TOKYO GODFATHERS (2003). A tragic figure in the world of anime, Satoshi Kon made only four feature films before succumbing to cancer in 2010, at the age of 46. Loosely adapted from the same novel that gave birth to the 1948 John Ford-John Wayne Western 3 Godfathers, Tokyo Godfathers centers on three homeless people — a drunk, a drag queen, and a teenage runaway — who discover a baby tucked away in the trash on Christmas Eve. They elect to find out what happened to her parents, a twisty mission that introduces them to interesting new people while also bringing up faces from their various pasts. Tokyo Godfathers is less fanciful in plot and style than Kon’s other three movies (Perfect Blue, Millennium Actress, and Paprika), yet it compensates with its deep humanism.

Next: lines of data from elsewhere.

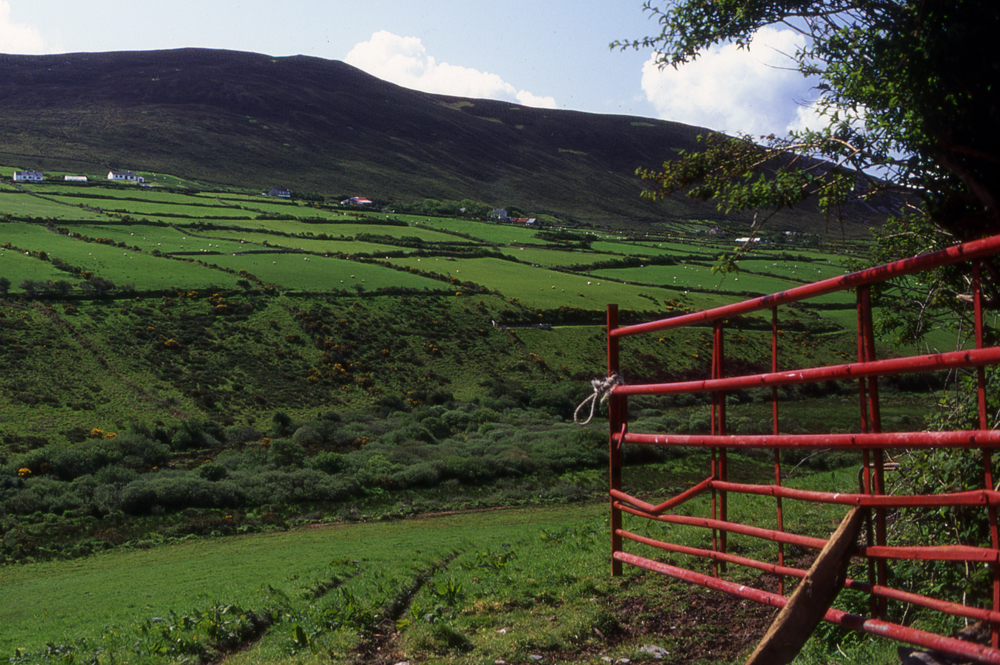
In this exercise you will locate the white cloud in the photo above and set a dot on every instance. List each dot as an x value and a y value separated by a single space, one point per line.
404 61
18 38
728 89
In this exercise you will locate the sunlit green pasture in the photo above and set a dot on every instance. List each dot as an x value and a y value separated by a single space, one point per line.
556 256
65 600
16 267
147 208
25 205
119 196
538 287
493 233
250 239
318 273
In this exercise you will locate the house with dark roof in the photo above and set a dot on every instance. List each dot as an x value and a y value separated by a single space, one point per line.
28 176
125 176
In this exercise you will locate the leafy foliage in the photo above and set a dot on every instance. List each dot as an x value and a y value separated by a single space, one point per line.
900 95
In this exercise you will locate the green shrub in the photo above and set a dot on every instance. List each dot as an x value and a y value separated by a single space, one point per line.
286 452
329 462
212 472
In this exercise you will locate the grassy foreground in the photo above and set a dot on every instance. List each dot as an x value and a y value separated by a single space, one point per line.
518 586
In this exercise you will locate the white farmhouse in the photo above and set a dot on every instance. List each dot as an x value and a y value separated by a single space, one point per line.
125 176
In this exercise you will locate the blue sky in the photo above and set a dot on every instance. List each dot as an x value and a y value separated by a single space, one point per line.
550 54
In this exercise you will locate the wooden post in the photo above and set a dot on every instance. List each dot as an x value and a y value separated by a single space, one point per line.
812 598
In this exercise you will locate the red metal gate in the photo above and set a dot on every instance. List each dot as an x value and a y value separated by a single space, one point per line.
870 442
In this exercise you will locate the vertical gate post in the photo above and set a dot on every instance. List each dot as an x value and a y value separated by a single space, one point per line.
866 341
616 417
977 299
719 428
777 451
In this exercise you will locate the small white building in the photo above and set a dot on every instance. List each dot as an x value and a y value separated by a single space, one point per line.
125 176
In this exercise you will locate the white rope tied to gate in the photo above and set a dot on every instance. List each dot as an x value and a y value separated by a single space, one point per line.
602 389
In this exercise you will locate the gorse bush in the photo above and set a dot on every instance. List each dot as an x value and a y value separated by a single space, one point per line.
333 461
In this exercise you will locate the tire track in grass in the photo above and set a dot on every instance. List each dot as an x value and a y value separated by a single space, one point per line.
374 648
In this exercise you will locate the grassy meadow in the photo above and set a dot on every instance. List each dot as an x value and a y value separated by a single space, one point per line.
217 407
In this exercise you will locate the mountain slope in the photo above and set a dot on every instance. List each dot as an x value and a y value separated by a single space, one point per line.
323 126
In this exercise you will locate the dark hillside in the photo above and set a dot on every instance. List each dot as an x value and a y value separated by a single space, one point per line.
323 126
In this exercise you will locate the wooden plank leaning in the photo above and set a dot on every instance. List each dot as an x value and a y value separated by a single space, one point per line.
812 598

Blu-ray extras include a making-of featurette; Kon’s 2008 short film Ohayo; an art gallery; and trailers.
ZOMBI CHILD (2019). The ideas are often better than the execution in Zombi Child, an unusual horror film written and directed by French filmmaker Bertrand Bonello. One storyline is set in 1960s Haiti and focuses on a man (Mackenson Bijou) who’s brought back from the dead specifically to toil in the fields; the other takes place in modern-day France and centers on a sorority which accepts a Haitian teenager (Wislanda Louimat) into its ranks. Cultural appropriation, white privilege, and French colonialism are among the topics at hand, but the rough-hewn screenplay isn’t always adept at tying the material together in a sensible or satisfactory manner.
DVD extras consist of audio commentary by Bonello as well as writer-director Phillip Montgomery’s 2017 short film Child of the Sky.